During the campaign, the sponsored videos were viewed more than 5.5 million times.
Warner Bros. is barred from failing to make disclosures in the future, and it can’t misrepresent that sponsored content, including gameplay videos, are the independent opinions of video game players or influencers, under a proposed FTC order announced Monday.
“Consumers have the right to know if reviewers are providing their own opinions or paid sales pitches,” said Jessica Rich, director of the FTC’s Bureau of Consumer Protection. “Companies like Warner Bros. need to be straight with consumers in their online ad campaigns.”
The FTC’s lawsuit comes after a late-2014 Warner Bros. online marketing campaign designed to generate interest in the new release of Middle Earth: Shadow of Mordor, a fantasy role-playing game loosely based on “The Hobbit” and the “Lord of the Rings” trilogy.
It was released in September 2014 for the PlayStation 3 and in November 2014 for the Xbox 360.
During the campaign, Warner Bros., through its advertising agency Plaid Social Labs, hired online influencers to develop sponsored gameplay videos and post them on YouTube, according to the lawsuit. Warner Bros. also told the influencers to promote the videos on Twitter and Facebook, generating millions of views. PewDiePie’s sponsored video was viewed more than 3.7 million times.
Warner Bros. paid each influencer from hundreds to tens of thousands of dollars, gave them a free advance-release version of the game, and told them how to promote it, according to the lawsuit. The FTC said that Warner Bros. required the influencers to promote the game in a positive way and not to disclose any bugs or glitches they found.
While the videos were sponsored content – actually ads for Shadow of Mordor – the FTC alleges that Warner Bros. failed to require the paid influencers to adequately disclose this. The FTC also alleges that Warner Bros. didn’t instruct the influencers to include sponsorship disclosures clearly in the video where consumers were likely to see or hear them.
Instead, according to the lawsuit, Warner Bros. told influencers to put the disclosures in the description box appearing below the video. Because Warner Bros. also required other information to be placed in that box, the majority of sponsorship disclosures appeared “below the fold,” visible only if consumers clicked on the “Show More” button in the description box.
In addition, when influencers posted YouTube videos on Facebook or Twitter, the posting didn’t include the “Show More” button, making it even less likely that consumers would see the sponsorship disclosures.

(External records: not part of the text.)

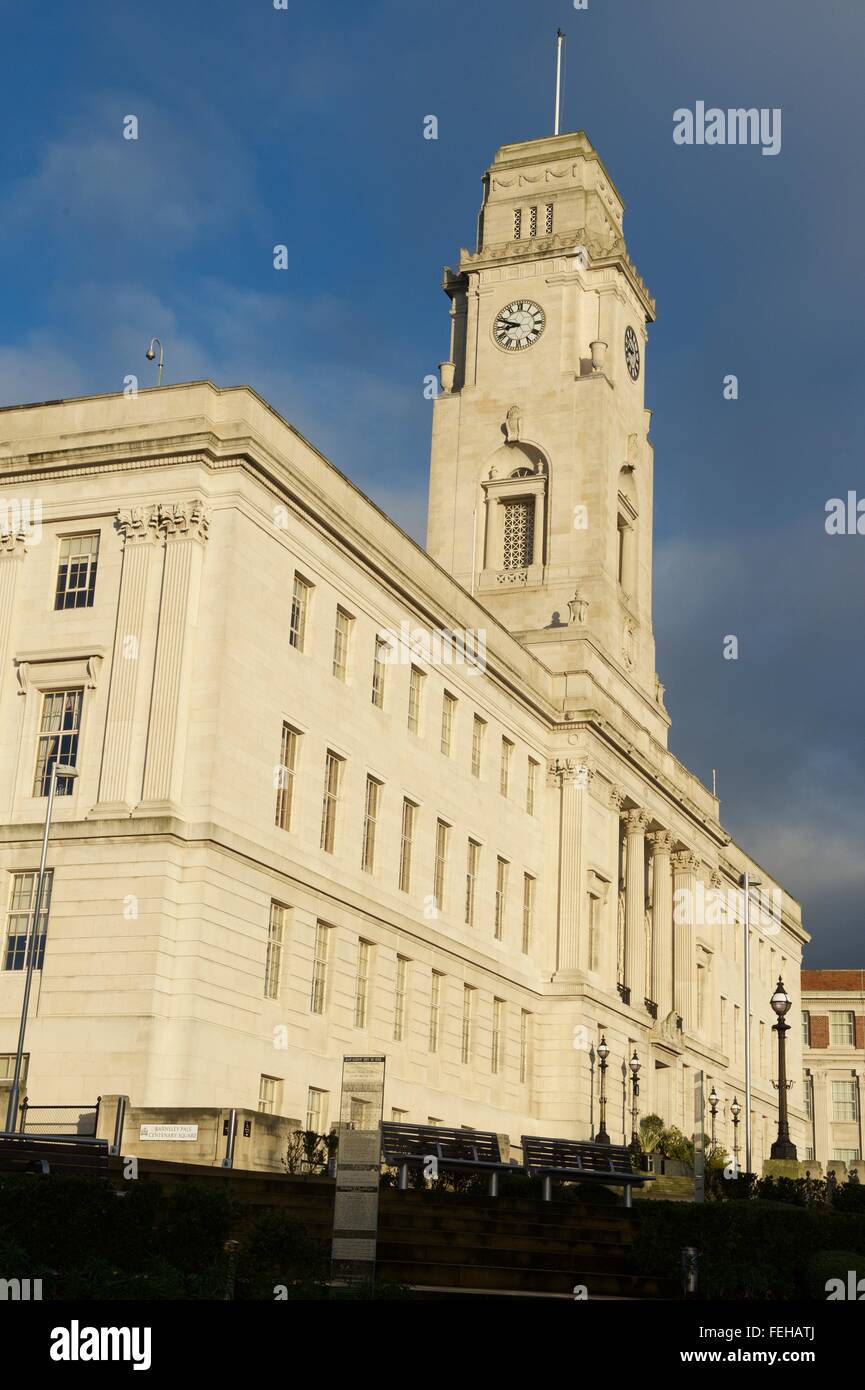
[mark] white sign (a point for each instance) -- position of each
(168, 1133)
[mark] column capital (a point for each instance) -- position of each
(13, 542)
(570, 770)
(182, 519)
(136, 524)
(661, 841)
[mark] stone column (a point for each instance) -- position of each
(684, 958)
(138, 530)
(573, 777)
(634, 905)
(662, 922)
(184, 527)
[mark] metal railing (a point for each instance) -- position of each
(60, 1121)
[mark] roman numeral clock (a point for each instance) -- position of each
(519, 324)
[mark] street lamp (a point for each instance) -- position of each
(783, 1146)
(11, 1115)
(734, 1112)
(150, 355)
(634, 1066)
(714, 1100)
(602, 1137)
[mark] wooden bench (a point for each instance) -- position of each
(580, 1162)
(38, 1154)
(413, 1146)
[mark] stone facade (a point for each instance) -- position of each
(306, 823)
(833, 1055)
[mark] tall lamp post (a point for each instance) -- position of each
(783, 1146)
(734, 1112)
(714, 1100)
(32, 945)
(602, 1137)
(634, 1066)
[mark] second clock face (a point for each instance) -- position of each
(519, 324)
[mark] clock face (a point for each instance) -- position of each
(632, 353)
(519, 324)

The lawsuit also alleges that in some cases, the influencers disclosed only that they’d received early access to Shadow of Mordor, but failed to disclose that Warner Bros. also had paid them to promote the game.
The FTC also alleges that the Warner Bros.’ contracts with influencers required their videos to be pre-approved, and that on at least one occasion Warner Bros. reviewed and approved an influencer video that lacked adequate sponsorship disclosure.
The public can comment on the agreement during a 30 day- comment period which ends Aug. 10. Consumers can submit comments electronically.